Having issued material on labels like Cytrax, Context, Force Inc, and ~scape, partners-in-crime Joshua Kit Clayton and Sutekh (Seth Horvitz) show'em how it's done on this fine 12-inch vinyl EP for the always-solid Adjunct imprint. Clayton's opener “Loroco” works a lumbering ditch-digging pulse and grimy synth sputter into a Molotov tribal-funk cocktail, after which Jorge Savoretti and Luca Mari wrestle their remix to the ground before letting it off its leash to terrorize citizenry with a snippety house swing. Some manner of disorientation sets in halfway through, as hand-claps point in multiple directions while the beats struggle to regain their bearings, but the tune soon rights itself and heads off determinedly towards its destination. On the flip side, Mr. Horvitz grandly steps out with the swizzling Latin-funk and mechano electro-quirk of “Make It With the Bow,” followed by Dilo who soaks the tune in a creamy funk-house synth bath that's got club classic written all over it.

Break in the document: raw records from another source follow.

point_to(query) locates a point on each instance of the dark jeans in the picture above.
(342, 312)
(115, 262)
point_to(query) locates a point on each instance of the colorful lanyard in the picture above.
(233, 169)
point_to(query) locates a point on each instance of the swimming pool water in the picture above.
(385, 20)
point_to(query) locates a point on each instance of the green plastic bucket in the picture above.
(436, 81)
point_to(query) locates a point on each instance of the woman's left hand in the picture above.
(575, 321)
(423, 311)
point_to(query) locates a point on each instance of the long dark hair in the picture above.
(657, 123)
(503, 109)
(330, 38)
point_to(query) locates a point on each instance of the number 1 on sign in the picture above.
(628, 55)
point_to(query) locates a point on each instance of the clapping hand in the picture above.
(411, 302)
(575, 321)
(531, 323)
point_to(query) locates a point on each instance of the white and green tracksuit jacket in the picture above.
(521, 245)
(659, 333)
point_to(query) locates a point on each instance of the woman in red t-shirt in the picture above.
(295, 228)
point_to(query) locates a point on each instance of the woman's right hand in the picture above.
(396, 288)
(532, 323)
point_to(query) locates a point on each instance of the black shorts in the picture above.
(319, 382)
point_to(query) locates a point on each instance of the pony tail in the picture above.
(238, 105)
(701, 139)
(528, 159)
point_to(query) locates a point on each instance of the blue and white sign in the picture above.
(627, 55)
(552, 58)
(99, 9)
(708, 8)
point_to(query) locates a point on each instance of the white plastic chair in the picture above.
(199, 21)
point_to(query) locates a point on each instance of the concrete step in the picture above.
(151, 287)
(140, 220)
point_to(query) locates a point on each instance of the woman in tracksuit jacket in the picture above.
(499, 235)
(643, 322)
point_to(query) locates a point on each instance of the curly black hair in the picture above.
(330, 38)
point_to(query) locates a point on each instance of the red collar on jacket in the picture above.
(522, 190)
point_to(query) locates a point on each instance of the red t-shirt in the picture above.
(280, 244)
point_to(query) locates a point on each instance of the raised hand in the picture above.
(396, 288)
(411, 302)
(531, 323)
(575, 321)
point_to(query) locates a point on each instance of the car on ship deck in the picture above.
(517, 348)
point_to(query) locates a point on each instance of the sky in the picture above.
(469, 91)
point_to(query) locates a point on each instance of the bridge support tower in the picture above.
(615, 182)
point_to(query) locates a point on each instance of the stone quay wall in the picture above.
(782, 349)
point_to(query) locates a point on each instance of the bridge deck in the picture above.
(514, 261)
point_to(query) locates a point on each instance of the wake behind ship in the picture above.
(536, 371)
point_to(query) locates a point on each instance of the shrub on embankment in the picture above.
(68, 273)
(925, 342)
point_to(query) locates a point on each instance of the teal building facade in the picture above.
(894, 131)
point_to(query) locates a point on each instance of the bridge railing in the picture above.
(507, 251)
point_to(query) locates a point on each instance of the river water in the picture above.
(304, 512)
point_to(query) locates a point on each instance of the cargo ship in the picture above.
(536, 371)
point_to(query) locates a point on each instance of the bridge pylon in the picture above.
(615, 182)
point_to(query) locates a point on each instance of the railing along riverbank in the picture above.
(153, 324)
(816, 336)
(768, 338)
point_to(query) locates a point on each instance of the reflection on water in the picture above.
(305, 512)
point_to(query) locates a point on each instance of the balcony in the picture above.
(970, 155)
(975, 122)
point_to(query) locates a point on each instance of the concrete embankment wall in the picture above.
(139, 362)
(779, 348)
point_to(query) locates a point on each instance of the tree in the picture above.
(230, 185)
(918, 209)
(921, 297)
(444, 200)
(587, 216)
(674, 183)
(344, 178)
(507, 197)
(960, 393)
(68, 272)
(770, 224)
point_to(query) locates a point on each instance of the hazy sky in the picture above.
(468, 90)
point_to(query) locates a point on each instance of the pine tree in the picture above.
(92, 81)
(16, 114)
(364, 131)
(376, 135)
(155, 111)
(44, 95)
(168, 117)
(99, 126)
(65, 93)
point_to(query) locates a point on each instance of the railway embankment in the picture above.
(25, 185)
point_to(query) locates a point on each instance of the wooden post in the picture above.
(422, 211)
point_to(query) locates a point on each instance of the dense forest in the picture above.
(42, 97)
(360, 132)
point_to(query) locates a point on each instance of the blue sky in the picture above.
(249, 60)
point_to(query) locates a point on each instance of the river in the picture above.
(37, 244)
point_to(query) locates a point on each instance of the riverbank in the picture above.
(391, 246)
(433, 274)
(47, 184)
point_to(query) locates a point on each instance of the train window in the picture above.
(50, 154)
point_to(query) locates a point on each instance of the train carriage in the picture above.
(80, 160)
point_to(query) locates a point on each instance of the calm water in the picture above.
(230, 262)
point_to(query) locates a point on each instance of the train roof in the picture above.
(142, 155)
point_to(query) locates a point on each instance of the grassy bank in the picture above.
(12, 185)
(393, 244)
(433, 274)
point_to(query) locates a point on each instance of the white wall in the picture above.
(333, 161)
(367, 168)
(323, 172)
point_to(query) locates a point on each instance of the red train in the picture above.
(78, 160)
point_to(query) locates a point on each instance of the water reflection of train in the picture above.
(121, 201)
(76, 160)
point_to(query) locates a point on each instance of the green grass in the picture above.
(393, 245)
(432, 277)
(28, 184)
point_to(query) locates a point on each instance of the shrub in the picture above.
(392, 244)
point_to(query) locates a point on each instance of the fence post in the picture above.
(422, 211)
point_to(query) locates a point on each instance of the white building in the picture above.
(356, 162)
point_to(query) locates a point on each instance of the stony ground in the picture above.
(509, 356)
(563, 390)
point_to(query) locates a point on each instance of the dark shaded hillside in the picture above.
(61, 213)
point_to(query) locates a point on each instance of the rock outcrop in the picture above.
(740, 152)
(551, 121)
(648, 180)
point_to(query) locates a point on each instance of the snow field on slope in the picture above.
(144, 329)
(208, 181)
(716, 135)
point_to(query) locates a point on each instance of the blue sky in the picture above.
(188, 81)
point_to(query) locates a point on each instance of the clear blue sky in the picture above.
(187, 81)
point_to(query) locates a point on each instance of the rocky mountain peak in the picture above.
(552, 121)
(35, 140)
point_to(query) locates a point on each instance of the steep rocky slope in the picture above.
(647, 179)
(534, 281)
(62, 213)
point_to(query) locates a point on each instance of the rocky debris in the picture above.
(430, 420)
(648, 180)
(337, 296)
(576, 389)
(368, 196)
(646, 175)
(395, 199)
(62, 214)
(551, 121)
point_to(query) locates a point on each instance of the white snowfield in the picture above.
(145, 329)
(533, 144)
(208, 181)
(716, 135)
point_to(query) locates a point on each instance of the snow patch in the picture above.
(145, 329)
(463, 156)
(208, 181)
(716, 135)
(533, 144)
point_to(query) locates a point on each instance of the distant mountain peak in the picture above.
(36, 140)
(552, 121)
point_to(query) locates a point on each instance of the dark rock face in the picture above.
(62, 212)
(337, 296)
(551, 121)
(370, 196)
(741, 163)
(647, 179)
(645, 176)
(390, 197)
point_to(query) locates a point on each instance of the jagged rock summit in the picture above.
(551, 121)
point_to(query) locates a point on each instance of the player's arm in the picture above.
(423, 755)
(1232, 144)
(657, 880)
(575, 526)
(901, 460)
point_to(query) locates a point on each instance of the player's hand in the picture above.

Horvitz also steps out with a solo EP for Orac that goes by the rather inexplicable title Elephant and Obelisk. His Sutekh material is often high-strung and “Unstern” matches the template with a jittery groove that seems to get ever more squirrelly with each passing moment. Move aside when gobbling synth bombs balloon and explode, strafing the crime scene with acid fire. Like Stockhausen infiltrating IRCAM, “Unstern” then gets a brief, sputtering reprise as an electronics-only space walk. On the B side, Horvitz gets his acid-funk freak on with the bass-burbling strutter “Zuur” before broken beats take “Ubu Rex” for a stutter-funk spin that, with a slight arm-wrestle or two, could become dubstep. Though the release is a mere sixteen minutes in duration, there's still enough here to showcase Horvitz's inimitable talent for tech-house invention.